A milestone for Haitong in global thrust
Securities group becomes first Chinese-funded market maker on Nasdaq bourse in US expansion
Haitong International Securities Group — a global financial services institution with an established presence in Hong Kong — has hit a milestone in its international business push, becoming the first Chinesefunded market maker on the US Nasdaq Stock Market.
The development signals that players in the Chinese securities industry have been fast extending their footprints in the global financial arena.
Haitong International Securities (USA) Inc — the US unit of Haitong International — launched its market-making business on the Nasdaq market on Oct 8, filling the void created by the long absence of a Chinese market maker.
“Market makers are a critical component of the financial ecosystem in the US. The company will first focus on China concept stocks as its major market-making target and adjust its coverage gradually based on the market, as well as the needs of clients in an effort to better serve global investors by linking up the Chinese and overseas markets,” said Haitong International Deputy Chairman and Chief Executive Officer Lin Yong.
Nasdaq expects Haitong International’s market-maker status to elicit a growing number of investors in the AsiaPacific region to trade on the US bourse.
In contrast with the designated market maker of the New York Stock Exchange, Nasdaq adopts a multiple marketmaker framework. Today, it has become the world’s second-largest exchange after the NYSE, with nearly 5,400 companies listed with a total market value of $10 trillion, and trading exceeding $1.2 trillion on average monthly. More than 500 of the listed companies are Chinese enterprises.
Since early this year, Haitong International has been extending its operations in the US, having acquired Qualified Intermediary status with the US Internal Revenue Service and becoming a member of Nasdaq.
It completed the first initial public offering of a Chinese company on the NYSE and the first convertible bond issuance in the US by a Chinese company listed on the Nasdaq in June this year.

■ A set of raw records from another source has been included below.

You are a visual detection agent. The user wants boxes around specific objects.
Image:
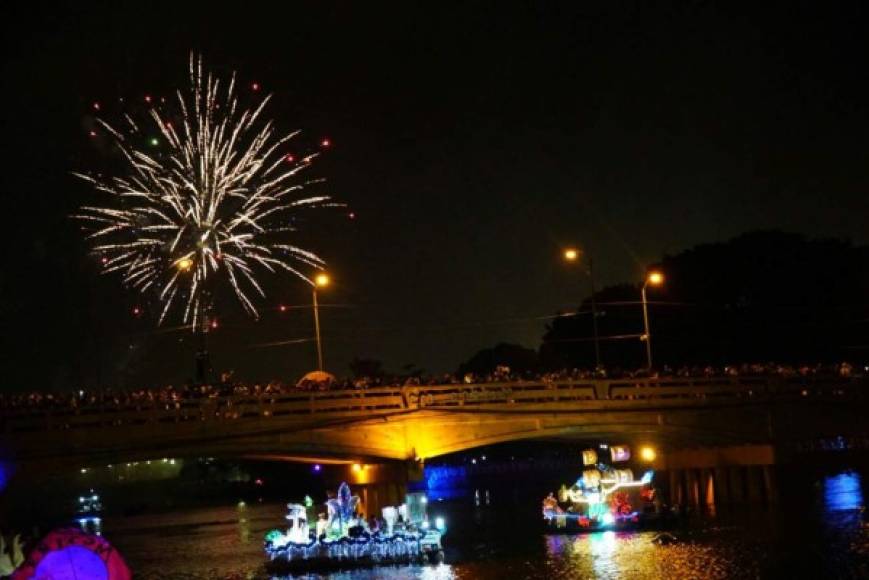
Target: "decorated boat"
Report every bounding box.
[265,483,446,571]
[75,489,103,535]
[543,444,659,532]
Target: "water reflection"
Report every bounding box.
[824,471,863,511]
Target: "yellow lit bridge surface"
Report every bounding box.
[0,377,869,472]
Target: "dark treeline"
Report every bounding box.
[459,231,869,372]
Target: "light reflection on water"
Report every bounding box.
[106,472,869,580]
[824,471,863,511]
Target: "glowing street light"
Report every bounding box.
[563,247,601,370]
[640,445,658,463]
[313,272,331,371]
[640,270,664,371]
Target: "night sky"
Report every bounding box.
[0,2,869,389]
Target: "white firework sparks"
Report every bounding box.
[74,56,338,328]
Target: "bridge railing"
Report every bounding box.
[411,377,865,409]
[0,377,866,433]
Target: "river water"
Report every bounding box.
[103,471,869,580]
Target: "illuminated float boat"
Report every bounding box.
[75,489,103,535]
[543,445,658,532]
[265,483,446,571]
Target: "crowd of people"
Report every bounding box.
[0,362,866,413]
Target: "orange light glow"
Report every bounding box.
[646,270,664,286]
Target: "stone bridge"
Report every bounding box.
[0,377,869,468]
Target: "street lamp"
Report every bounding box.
[314,272,331,371]
[641,270,664,371]
[640,445,658,463]
[564,248,601,370]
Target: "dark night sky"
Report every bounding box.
[0,2,869,389]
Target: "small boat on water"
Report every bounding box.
[265,483,446,573]
[75,489,103,535]
[543,444,663,533]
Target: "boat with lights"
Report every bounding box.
[265,483,446,573]
[543,444,661,533]
[75,489,103,535]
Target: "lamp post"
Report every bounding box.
[640,270,664,371]
[564,248,601,370]
[314,272,331,371]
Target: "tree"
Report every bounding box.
[541,231,869,368]
[458,342,538,375]
[347,357,386,379]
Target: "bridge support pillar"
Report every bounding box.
[670,469,685,504]
[763,465,778,503]
[330,461,422,518]
[745,465,764,503]
[686,469,700,507]
[656,445,776,507]
[727,465,745,503]
[714,467,732,505]
[700,469,717,509]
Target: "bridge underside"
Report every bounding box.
[8,402,866,476]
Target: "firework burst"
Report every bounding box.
[74,55,338,328]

Haitong International aims to establish a global platform for investment banking, trading and execution and investment services centering on New York, London, Hong Kong and Singapore to serve its 200,000 clients, and continue to foster its business expansion worldwide in electronic trading, market making, institutional client services and investment banking services.
In the first half of this year, Haitong International recorded revenues of HK$3.56 billion — up nearly 21 percent from a year ago. However, its net profit fell 17 percent to HK$859 million in the same period. Haitong International was established in 1996 and was listed in Hong Kong in 2012.

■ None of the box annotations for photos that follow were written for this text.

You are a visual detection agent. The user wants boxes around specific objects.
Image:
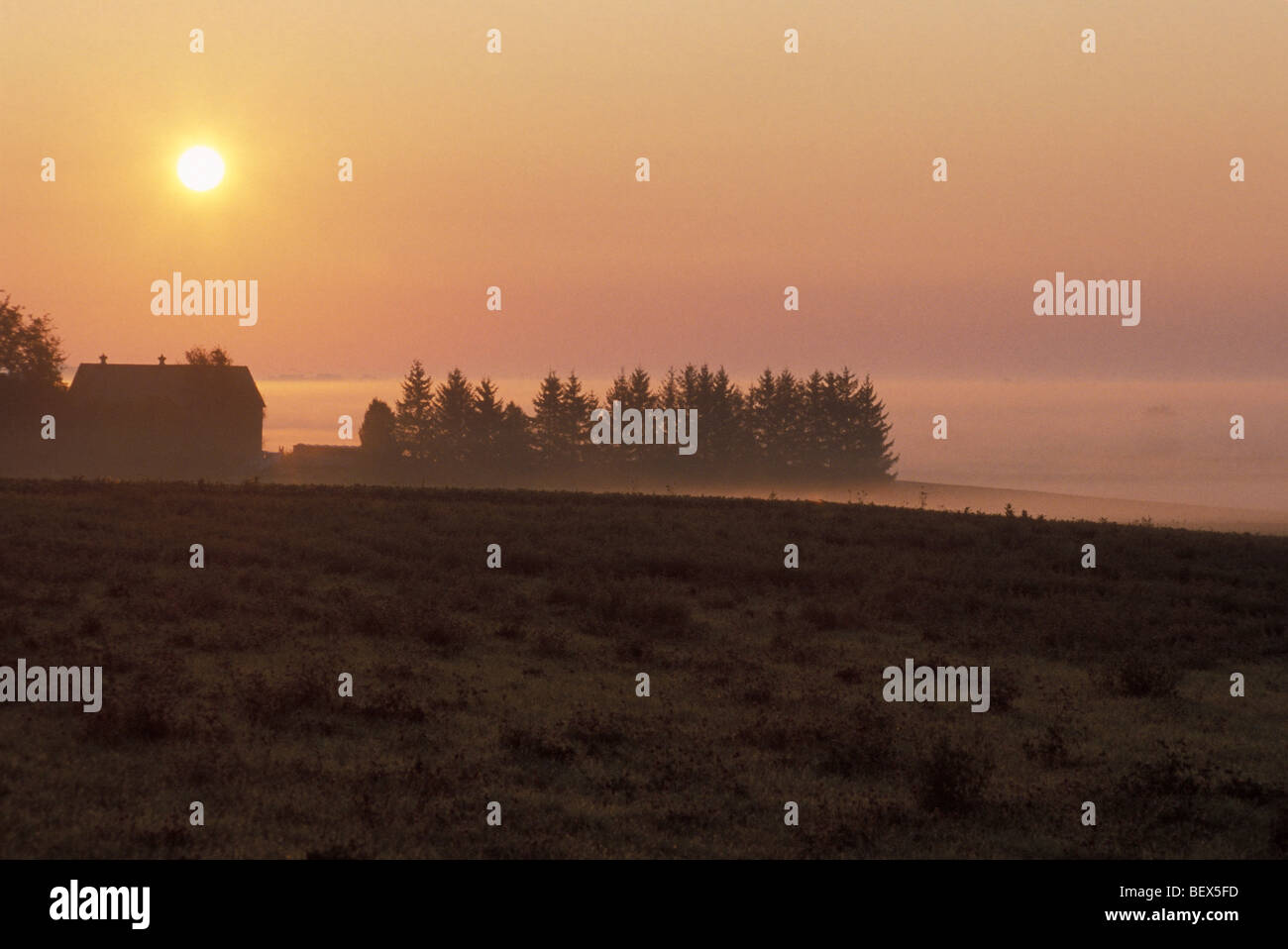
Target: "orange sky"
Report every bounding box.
[0,0,1288,379]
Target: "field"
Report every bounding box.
[0,481,1288,858]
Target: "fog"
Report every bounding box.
[261,373,1288,529]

Haitong International’s parent company — Haitong Securities Co — was founded in 1988 and is a major securities firm in China, providing services in stocks and futures brokerage, as well as investment banking, corporate finance, mergers and acquisitions, asset management, mutual fund, and private equity.
The parent company was listed on the Shanghai Stock Exchange in 2007 and currently holds a 62.43-percent stake in Haitong International.
As China further opens up its financial market, the nation’s securities firms have been venturing abroad to expand their operations. They include China International Capital Corp and CICC Securities, which had set foot in the US market earlier, focusing primarily on sell-side businesses, such as providing underwriting services and advising clients on mergers and acquisitions.
CICC US Securities — CICC’s US branch — opened an office in New York in 2009, and CICC became the first Chinese broker-dealer to provide services for securities listed on US exchanges in 2010.
China’s securities industry watchdog — the China Securities Regulatory Commission — last month revised relevant regulations regarding securities firms and fund-management companies embarking on overseas business expansion.
It stipulated that Chinese securities companies’ net asset size must be not less than 6 billion yuan if they want to expand their businesses overseas. For fund managers, the net asset threshold is set at not less than 600 million yuan. Both must continue operating their businesses for at least two years.